Jean-Jacques Rousseau (1712 – 1778) filósofo, teórico político, escritor e compositor autodidata nascido em Genebra, grande inspirador da revolução francesa, também criticou a ideia do “direito divino dos reis e a monarquia por considerar esta despótica e arbitrária, injusta e corrupta à medida que limitava-se a atender os seus próprios interesses, daí defender a ideia de que o Estado deveria ser uma autentica democracia, uma associação moral que unisse as pessoas na “liberdade, igualdade e devoção cívica” (PERRY, 2015).

Em relação à estrutura social e às formas de governo, Rousseau criticou a ideia da propriedade privada enquanto fator promotor da desigualdade entre os homens, (ROUSSEAU, 2017). Em seu entendimento:

O primeiro que, cercando um terreno, se lembrou de dizer: “Isto é meu” e encontrou pessoas bastante simples para o acreditar, foi o verdadeiro fundador da sociedade civil. Quantos crimes, guerras, assassinatos, misérias e horrores não teriam sido poupados ao gênero humano àquele que, arrancando as estacas ou tapando o fosso, tivesse gritado a seus semelhantes: “Não escutem esse impostor! Vocês estarão perdidos se esquecerem que os frutos são de todos e que a terra não é de ninguém!” (ROSSEAU, 2017, p. 57).

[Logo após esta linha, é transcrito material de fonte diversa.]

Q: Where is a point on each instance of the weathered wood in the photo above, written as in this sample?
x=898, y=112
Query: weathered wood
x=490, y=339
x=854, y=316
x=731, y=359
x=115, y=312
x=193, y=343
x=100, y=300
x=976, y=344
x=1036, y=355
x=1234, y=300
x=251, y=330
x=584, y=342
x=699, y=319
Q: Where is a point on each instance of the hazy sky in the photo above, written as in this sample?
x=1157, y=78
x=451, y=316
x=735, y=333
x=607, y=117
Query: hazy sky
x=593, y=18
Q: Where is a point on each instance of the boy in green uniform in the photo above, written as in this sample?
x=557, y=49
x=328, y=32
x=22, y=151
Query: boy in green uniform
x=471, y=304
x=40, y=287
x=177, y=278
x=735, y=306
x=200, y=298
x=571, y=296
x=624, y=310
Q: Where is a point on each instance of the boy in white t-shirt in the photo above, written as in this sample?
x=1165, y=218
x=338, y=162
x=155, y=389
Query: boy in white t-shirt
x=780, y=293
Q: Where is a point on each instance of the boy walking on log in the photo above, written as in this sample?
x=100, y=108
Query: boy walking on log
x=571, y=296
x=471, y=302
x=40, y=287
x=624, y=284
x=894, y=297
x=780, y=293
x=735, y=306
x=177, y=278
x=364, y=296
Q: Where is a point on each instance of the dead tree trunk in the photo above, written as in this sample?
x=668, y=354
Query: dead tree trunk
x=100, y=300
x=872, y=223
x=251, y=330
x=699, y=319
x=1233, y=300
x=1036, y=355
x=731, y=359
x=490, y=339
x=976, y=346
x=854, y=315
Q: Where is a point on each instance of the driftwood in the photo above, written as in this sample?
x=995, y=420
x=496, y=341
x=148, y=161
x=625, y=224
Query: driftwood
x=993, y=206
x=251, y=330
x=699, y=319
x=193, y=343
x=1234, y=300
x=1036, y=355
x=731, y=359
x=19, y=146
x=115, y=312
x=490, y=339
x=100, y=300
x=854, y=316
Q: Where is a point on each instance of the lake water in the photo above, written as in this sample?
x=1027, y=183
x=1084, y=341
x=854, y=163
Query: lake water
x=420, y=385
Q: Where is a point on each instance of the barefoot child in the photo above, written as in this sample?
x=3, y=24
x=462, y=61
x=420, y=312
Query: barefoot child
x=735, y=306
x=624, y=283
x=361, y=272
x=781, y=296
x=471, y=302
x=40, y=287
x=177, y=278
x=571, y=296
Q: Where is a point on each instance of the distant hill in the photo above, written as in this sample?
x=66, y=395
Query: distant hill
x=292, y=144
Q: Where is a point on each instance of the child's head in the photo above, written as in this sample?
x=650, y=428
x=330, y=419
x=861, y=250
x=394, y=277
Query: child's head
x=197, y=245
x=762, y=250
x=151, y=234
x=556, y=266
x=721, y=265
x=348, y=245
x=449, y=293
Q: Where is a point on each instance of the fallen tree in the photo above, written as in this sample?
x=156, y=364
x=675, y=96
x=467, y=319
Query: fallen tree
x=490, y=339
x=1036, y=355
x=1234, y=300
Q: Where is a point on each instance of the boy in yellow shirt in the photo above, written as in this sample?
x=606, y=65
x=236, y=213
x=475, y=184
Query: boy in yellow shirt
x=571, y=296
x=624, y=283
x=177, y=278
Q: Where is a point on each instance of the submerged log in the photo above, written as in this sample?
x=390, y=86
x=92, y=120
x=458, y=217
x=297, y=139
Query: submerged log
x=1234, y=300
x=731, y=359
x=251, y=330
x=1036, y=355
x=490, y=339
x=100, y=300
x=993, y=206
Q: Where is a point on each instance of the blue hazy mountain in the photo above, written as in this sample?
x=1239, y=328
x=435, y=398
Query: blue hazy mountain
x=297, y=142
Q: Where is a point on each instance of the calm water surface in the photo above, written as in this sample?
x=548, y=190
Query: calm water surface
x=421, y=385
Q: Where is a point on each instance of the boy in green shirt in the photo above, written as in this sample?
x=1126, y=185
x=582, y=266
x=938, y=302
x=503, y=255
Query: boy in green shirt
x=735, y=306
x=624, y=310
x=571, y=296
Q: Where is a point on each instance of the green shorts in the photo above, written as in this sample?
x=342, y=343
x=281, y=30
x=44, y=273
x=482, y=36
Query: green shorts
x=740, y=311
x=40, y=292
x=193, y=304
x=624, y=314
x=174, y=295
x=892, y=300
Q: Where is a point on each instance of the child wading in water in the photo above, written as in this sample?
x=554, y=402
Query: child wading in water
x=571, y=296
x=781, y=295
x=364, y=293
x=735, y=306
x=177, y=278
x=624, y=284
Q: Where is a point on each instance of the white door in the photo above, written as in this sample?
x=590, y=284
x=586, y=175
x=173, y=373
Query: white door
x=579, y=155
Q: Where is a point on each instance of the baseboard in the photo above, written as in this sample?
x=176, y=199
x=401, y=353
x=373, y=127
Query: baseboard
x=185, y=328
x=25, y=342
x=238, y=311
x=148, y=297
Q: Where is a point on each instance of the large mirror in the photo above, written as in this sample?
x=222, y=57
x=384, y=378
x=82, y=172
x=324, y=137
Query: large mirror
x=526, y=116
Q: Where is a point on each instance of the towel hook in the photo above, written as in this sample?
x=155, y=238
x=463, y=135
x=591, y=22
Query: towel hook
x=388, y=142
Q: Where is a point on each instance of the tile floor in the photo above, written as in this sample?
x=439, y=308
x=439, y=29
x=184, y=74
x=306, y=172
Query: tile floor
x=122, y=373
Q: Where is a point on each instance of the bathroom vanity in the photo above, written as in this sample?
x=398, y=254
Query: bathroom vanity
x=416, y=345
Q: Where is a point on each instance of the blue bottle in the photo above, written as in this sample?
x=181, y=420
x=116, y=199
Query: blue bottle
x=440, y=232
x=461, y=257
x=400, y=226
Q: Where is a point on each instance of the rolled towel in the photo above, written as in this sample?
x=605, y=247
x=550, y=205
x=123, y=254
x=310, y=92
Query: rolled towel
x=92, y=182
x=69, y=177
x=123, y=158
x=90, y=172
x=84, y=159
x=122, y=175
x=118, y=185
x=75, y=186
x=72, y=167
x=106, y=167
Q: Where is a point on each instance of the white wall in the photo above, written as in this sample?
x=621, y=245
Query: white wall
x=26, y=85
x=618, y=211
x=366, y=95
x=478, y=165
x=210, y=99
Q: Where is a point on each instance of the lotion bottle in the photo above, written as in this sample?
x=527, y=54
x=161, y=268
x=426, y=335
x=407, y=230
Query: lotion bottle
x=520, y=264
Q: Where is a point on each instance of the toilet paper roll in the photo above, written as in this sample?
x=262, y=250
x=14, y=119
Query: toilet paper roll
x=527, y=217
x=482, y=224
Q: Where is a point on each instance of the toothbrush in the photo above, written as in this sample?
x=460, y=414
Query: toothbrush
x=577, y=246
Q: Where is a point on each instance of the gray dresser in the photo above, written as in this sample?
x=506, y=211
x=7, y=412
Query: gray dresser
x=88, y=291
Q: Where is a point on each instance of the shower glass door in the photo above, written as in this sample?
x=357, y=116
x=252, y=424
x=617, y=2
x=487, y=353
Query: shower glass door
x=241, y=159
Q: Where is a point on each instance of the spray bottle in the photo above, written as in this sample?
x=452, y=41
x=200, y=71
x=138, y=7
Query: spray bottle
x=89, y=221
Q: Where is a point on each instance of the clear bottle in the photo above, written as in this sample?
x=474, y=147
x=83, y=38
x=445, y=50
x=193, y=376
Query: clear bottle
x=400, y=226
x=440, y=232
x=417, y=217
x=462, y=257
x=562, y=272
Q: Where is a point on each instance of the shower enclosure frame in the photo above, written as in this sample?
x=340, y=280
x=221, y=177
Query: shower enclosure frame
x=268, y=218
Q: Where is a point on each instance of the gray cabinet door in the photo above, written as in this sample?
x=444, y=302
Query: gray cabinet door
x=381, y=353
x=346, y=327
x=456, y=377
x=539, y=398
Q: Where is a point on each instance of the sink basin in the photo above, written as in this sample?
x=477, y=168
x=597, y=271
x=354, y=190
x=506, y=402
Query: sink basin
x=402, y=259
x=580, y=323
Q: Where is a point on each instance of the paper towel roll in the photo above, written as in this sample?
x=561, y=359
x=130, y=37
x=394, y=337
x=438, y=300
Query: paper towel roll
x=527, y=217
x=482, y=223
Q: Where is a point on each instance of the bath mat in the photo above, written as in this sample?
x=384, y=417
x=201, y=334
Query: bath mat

A literatura especializada assim se posiciona em relação a essa questão:

Porque onde diferenças de propriedade dividem os homens em classes com interesses antagônicos, os homens serão orientados por interesses de classes, que são interesses particulares em relação a toda a sociedade; assim sendo, não terão condições de exprimir uma vontade geral pelo bem comum (MACPHERSON, 1978, p. 23).

Conforme o entendimento de Rousseau é possível inferir que o filósofo vislumbra uma sociedade igualitária em termos de direitos desde que houver igualdade quanto ao direito à propriedade, onde “nenhum cidadão será jamais bastante rico para comprar outro, e ninguém será bastante pobre de modo a ser obrigado a vender-se” (MACPHERSON, 1978, p. 23).

Nesse contexto, enquanto admirador da polís grega e sua democracia, Rousseau defendeu que os seres humanos deveriam ser educados para se tornarem justos e esclarecidos, imbuídos de um “espírito público”, dotados de “bom senso” e uma “consciência moral” capaz de legislar conforme a vontade geral.